French President François Hollande added his own thoughts about “hard Brexit” Thursday evening. At a dinner with EU Commission President Jean-Claude Juncker, another hardliner on Brexit negotiations, Hollande stressed that a tough stance was crucial to the very survival of the EU’s fundamental principles. The main point about this speech was the timing of its publication in the Financial Times: a few minutes after 7 am Singapore/Hong Kong time, or M-minute for the flash crash. Programmers have long since mastered the art of translating the digital sentences of online news reports into 1s and 0s for their trading programs, so presumably the Hollande comments could have piled onto and inflamed the already-negative sentiment.

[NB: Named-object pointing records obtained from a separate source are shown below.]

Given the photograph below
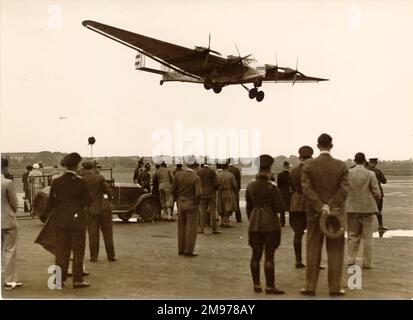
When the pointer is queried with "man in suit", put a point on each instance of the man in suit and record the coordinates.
(298, 205)
(69, 198)
(237, 174)
(26, 189)
(145, 178)
(207, 208)
(361, 203)
(165, 180)
(264, 232)
(325, 185)
(227, 188)
(372, 165)
(283, 184)
(187, 191)
(8, 230)
(99, 218)
(138, 170)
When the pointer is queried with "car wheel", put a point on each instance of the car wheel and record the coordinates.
(40, 203)
(125, 216)
(148, 210)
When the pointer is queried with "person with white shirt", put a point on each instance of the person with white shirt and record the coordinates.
(360, 205)
(8, 230)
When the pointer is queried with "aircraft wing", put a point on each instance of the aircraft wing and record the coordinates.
(184, 60)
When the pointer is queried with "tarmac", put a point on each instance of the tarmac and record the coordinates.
(149, 267)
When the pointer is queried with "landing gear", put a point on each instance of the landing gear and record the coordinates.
(252, 93)
(260, 96)
(255, 94)
(217, 89)
(208, 84)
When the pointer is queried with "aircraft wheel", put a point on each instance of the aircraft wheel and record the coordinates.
(260, 96)
(258, 83)
(252, 93)
(217, 89)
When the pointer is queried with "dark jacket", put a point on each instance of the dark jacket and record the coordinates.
(283, 184)
(237, 174)
(263, 203)
(25, 180)
(298, 202)
(381, 179)
(145, 180)
(69, 197)
(209, 181)
(325, 181)
(187, 190)
(97, 187)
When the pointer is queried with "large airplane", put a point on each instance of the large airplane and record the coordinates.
(200, 65)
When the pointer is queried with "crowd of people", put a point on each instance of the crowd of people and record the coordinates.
(322, 196)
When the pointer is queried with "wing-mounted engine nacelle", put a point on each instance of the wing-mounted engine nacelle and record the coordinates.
(139, 61)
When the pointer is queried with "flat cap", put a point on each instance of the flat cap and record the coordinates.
(305, 151)
(264, 161)
(71, 160)
(359, 157)
(88, 165)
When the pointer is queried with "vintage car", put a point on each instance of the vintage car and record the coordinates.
(127, 199)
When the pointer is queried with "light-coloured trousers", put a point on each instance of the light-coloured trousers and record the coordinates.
(359, 226)
(8, 255)
(207, 213)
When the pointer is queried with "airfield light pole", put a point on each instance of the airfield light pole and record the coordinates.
(91, 142)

Welcome to the World of Event Risk
Whatever the make-up of factors involved in the pound’s flash crash, this much we know with a high degree of confidence. Asset markets today are driven by discrete events far more than they are by anything else. And technology facilitates the amplification of these events so that what might have been a price movement of one percent back in days of old can easily turn into an instantaneous gyration of five percent or more today. Those are the necessary facts of today’s capital markets.
Events stretch ahead through 2017 as far as the eye can see. Aside from Brexit, there are elections in Germany and especially France next year that could have a major impact on those “fundamental principles” of the EU – particularly if France’s far right Marine Le Pen outperforms. There will likely be reckonings aplenty at the OK Corrals of the Bank of Japan, the ECB and the Fed. And there are no doubt a handful of “unknown unknowns” about which nobody is talking now that will flash onto trading screens over the course of next year.
As last night’s flash crash instructs, a price movement that wildly overshoots the likely material impact of the event in question does correct itself in short order, which is why our default position on event outcomes is not to trade into them. That being said, though, there were plenty of trades executed within those two minutes of panic that reflected genuine investor sentiment on the value of the pound sterling. Is the investor who dumped a pile of sterling at $1.18 a sorry chump or a cold-eyed assessor of Britain’s post-EU future, waiting to cash in his chips at $1.10? The “if/else” logic of future events will supply the answer. The problem with the “1 or 0” outcome of these events, though, is that they make farcical work of predicting the odds.